The applicant appealed against the decision of the Kaunas Regional Administrative Court. On 4 October 2016 the Supreme Administrative Court upheld the first-instance decision in its entirety.
B. Relevant domestic law
According to Article 24 § 1 of the Law on Pre-trial detention, detainees have a right to receive one postal package or a package of clothing, bedding (except for a blanket, a mattress and a pillow) or footwear every three months, as well as an unlimited amount of small packages with press, envelopes, postage stamps and writing paper. According to Article 24 § 2, one postal package cannot exceed ten kilograms, and packages handed to the detainee cannot exceed fifteen kilograms.
According to Article 45 § 1 of the Law on Pre-trial Detention, medical treatment provided to persons in pre-trial detention has to be equal to that provided to persons who are not detained. According to Article 45 § 3, it is obligatory to perform a health check on persons newly transferred to a remand prison. According to Article 45 § 4, if a detainee is in need of emergency medical aid and it is not possible to provide it in the Prison Hospital, such aid can be provided in other State or municipal health care institutions. The supervision of a detainee has to be ensured.

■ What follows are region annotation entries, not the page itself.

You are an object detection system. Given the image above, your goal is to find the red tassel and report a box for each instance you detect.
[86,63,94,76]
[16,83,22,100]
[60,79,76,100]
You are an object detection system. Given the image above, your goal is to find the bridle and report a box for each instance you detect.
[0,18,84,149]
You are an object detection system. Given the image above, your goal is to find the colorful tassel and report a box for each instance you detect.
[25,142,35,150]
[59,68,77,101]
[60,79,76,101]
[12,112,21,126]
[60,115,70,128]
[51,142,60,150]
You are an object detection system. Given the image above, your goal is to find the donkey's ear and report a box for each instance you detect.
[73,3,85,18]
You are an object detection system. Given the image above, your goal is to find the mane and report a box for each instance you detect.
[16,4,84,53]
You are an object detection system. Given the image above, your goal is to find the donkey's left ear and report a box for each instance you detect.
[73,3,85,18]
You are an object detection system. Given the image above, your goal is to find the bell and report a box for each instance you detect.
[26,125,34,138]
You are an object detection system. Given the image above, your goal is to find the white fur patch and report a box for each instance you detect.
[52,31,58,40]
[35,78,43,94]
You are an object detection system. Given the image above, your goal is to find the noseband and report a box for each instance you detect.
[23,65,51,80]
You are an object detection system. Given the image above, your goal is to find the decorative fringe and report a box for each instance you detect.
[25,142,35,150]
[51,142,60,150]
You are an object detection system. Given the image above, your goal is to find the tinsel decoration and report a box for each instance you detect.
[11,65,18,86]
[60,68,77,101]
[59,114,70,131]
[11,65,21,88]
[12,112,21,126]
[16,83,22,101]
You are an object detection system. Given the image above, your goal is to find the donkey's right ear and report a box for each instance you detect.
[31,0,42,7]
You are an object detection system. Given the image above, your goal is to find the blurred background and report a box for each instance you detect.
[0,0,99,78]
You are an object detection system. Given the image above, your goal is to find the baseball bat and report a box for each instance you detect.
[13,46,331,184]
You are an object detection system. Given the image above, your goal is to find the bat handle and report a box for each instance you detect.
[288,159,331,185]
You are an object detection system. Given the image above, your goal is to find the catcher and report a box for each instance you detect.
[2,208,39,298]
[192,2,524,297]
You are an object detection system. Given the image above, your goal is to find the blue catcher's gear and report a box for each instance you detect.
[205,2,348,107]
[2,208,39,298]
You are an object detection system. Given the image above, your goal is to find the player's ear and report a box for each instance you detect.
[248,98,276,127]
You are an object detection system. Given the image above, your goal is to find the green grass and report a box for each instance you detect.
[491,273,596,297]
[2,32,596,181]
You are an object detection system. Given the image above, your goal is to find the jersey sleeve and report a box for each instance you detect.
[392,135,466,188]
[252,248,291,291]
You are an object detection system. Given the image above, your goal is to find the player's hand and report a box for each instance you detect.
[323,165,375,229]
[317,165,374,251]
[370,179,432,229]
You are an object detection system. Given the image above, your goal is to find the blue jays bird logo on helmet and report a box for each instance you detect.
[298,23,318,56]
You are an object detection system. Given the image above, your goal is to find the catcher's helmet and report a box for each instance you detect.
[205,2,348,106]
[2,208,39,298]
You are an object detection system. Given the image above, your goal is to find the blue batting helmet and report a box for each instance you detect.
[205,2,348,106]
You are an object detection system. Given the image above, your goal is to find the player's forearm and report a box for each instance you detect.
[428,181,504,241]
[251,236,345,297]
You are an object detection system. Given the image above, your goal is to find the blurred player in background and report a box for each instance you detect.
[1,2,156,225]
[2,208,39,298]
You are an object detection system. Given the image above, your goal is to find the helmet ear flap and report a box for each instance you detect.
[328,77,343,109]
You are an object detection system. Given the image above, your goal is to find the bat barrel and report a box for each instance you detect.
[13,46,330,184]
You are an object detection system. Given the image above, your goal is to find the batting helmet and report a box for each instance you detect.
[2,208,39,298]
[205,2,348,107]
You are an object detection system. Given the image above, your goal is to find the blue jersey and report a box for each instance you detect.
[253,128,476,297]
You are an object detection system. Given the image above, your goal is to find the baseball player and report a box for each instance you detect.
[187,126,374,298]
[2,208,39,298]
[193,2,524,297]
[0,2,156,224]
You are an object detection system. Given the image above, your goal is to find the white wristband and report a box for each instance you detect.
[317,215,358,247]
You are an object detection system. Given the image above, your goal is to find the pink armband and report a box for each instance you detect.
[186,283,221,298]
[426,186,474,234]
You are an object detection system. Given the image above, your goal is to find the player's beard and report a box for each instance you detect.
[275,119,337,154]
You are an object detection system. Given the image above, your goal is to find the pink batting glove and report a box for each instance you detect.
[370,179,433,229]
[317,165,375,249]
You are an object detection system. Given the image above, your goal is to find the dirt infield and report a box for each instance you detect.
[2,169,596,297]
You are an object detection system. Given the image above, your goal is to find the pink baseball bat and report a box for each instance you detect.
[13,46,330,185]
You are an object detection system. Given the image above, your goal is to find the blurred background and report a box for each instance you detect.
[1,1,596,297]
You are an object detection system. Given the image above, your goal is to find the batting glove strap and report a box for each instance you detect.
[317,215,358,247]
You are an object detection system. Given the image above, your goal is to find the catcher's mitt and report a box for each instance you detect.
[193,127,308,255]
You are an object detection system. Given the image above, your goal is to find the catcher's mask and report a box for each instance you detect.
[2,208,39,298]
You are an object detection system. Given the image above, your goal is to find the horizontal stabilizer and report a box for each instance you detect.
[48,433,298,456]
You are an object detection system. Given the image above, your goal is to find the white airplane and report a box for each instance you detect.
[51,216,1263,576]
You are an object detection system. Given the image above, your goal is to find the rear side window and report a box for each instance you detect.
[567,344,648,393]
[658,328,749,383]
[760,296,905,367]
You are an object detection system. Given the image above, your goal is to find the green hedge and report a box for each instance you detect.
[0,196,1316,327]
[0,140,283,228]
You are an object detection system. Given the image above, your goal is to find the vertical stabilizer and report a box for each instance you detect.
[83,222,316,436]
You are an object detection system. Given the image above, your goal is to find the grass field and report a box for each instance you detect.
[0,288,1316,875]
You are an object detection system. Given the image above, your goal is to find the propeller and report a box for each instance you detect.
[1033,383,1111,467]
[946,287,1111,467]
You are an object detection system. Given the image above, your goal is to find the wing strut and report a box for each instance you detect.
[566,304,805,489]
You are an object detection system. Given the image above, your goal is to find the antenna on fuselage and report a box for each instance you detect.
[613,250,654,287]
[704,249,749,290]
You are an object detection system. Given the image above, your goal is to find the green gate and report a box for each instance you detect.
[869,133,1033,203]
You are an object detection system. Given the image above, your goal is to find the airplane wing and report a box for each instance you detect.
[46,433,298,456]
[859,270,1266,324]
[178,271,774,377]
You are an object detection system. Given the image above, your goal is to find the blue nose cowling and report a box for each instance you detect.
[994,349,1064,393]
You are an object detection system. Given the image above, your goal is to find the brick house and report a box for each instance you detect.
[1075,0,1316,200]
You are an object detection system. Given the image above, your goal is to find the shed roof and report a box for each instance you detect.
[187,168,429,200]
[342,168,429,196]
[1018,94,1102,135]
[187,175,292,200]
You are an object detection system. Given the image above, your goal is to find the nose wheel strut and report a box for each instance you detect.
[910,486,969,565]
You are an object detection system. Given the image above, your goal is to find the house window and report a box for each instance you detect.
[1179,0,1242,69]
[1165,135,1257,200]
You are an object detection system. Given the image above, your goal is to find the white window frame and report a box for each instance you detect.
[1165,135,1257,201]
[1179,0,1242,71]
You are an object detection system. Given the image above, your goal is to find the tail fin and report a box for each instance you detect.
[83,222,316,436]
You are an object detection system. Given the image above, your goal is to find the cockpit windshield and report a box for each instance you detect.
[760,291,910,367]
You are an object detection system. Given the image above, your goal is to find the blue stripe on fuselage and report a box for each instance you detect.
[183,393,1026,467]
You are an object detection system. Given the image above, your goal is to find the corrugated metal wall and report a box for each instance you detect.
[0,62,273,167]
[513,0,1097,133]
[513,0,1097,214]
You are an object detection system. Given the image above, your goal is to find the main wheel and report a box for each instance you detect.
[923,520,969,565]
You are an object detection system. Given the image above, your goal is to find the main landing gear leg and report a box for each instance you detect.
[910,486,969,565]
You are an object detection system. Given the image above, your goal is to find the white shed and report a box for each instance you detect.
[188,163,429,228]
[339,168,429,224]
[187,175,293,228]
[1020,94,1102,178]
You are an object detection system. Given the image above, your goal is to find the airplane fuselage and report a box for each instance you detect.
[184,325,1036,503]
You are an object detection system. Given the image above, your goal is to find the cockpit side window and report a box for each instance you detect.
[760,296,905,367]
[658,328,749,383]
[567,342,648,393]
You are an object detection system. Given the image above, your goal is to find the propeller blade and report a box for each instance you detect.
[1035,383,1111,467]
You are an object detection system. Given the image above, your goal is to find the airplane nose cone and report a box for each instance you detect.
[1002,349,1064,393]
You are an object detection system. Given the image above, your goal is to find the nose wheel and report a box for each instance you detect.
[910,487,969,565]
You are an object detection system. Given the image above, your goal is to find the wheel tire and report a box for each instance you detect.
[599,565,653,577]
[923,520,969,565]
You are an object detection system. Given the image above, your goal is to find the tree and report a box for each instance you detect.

According to the Rules on Purchase, Possession, and Recording of Medical Products in Detention Facilities, approved on 24 April 2012 by Order No. V-156 of the Head of the Prison Department, detainees and convicted inmates, wishing to purchase or to accept from other persons who are not detained medicine or medical products, prescribed or recommended by a doctor, have to submit a written request to the relevant facility (Point 42). The head of the facility may allow the purchase of the medical products if the detainee or convicted inmate has enough funds and if he or she has a prescription or recommendation from the doctor (Point 43). The purchase of medical products is organised by a pharmacist or other responsible person (Point 45). Medical products received from persons who are not detained are transferred to the health care service of the detention facility or to a hospital unit where the patient is treated (Point 46).
COMPLAINT
The applicant complains under Article 3 of the Convention about the refusal of the authorities to allow him to purchase and use the device recommended by his doctor to treat his medical condition.
QUESTION TO THE PARTIES
Did the applicant ’ s detention amount to inhuman and degrading treatment in breach of Article 3 of the Convention, taking into account his medical condition (see Amirov v. Russia , no. 51857/13 , § 93, 27 November 2014; Blokhin v. Russia [GC], no. 47152/06, § 137, ECHR 2016; and Bujak v. Poland , no. 686/12, § 68, 21 March 2017) ? In this connection, reference is made to the fact that the Kaunas Remand Prison refused to allow the applicant to purchase and use a device recommended by his doctor to treat his medical condition.